Our teacher on the front line

CEA member Jody Barnes who teaches fourth-grade at Easthaven ES is one of 96 Master Teachers joining the National Education Association Master Teacher Project. She will unite with 95 of the highest performing K-12 Math and ELA common core teachers across the country to share all of her lessons and practices with fellow educators.

“The Master Teacher Project excites me because it will provide high quality resources for teachers who are seeking out ways to employ the Common Core State Standards (CCSS),” said Barnes. “I am also excited to bring the knowledge I learn from the project back to the teachers at my building who are thirsty for ways to bring CCSS alive in their own classrooms. Beyond what the project can do for others, I can’t wait for how it will improve my own practice.”

Through the project, NEA Master Teachers will provide 180-day common core aligned courses and instructional strategies, classroom management practices and classroom systems of good teaching. These will be distributed to all NEA members via the BetterLesson platform.

Congratulations, Jody.

 

Meeting Common Core challenges

With the Common Core standards making their way into classrooms, we know you are rethinking how you spend your instructional time. The question on many teachers’ minds: How can we bring the standards to life in the classroom and in our districts? In the spring, the Center for Teaching Quality in North Carolina hosted three webinars on this subject, and teachers shared their philosophies. Some examples are featured here:

• A high school history teacher in North Carolina offers his students an array of digital and print resources, including online magazines, newspapers and blogs, to challenge their historical interpretation of events.

• Middle school teachers in Nevada are integrating science and writing standards with specially designed writing prompts.

• A Florida fifth-grade teacher urges her students to share funny stories, using laughter as a tool for enhancing learning.

• Kentucky high school math teachers provide a full-time math coach for students who need extra help.

• A North Carolina elementary-level teacher gives her students an interest survey at the beginning of each school year to guide them to books they enjoy at appropriate reading levels.

• An Iowa high school English teacher advises using more accessible texts to teach more difficult skills such as analysis. This might include a book students already have read or a short or layered text.
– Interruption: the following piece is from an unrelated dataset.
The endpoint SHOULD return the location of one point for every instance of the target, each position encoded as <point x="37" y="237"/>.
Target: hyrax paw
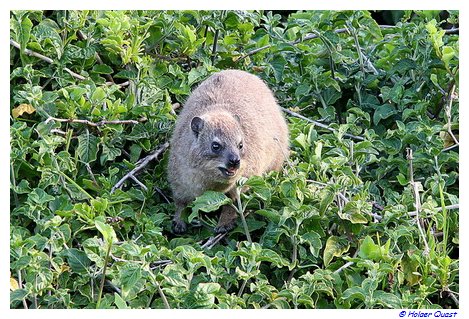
<point x="178" y="226"/>
<point x="225" y="227"/>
The key themes that emerged during the sessions were:

• Teaching through inquiry and questioning

• Cultivating authentic learning

• Focusing on communication

• Attending to the whole learner

• Teaching the reader, not the text

• Integrating disciplines to deepen learning

• Collaborating within and beyond the classroom

• Creating the time and space necessary for success

Read more about some of these ideas by accessing these instructional resources:

• Reading Log at https://docs.google.com/file/d/0BwSmiIWE_RdQd2VoUTJYUGJ6ZXM/edit

• VoiceThread: A cloud-based verbal communication tool at http://voicethread.com/

• Learning to Think with Dry Erase Ink: http://prezi.com/z0u4nyzzgby3/learning-to-think-with-dry-erase-ink/

Recommended professional readings:

• Differentiating Instruction with Menus by Laurie E. Westphal

• Outliers: The Story of Success by Malcolm Gladwell

• The Daily Five by Gail Boushey and Joan Moser

• The Laughing Classroom: Everyone’s Guide to Teaching with Humor and Play by Diane Loomans

Visit www.teachingquality.org for more information about classroom innovation.

 

Know your Weingarten rights

Thirty years ago, the U.S. Supreme Court protected unionized workers’ rights to due process during questioning by a supervisor. The case, NLRB v. J. Weingarten, has come to define what’s known as your Weingarten rights. If you are asked to attend a meeting with your principal or supervisor for an unspecified reason, you should exercise these rights.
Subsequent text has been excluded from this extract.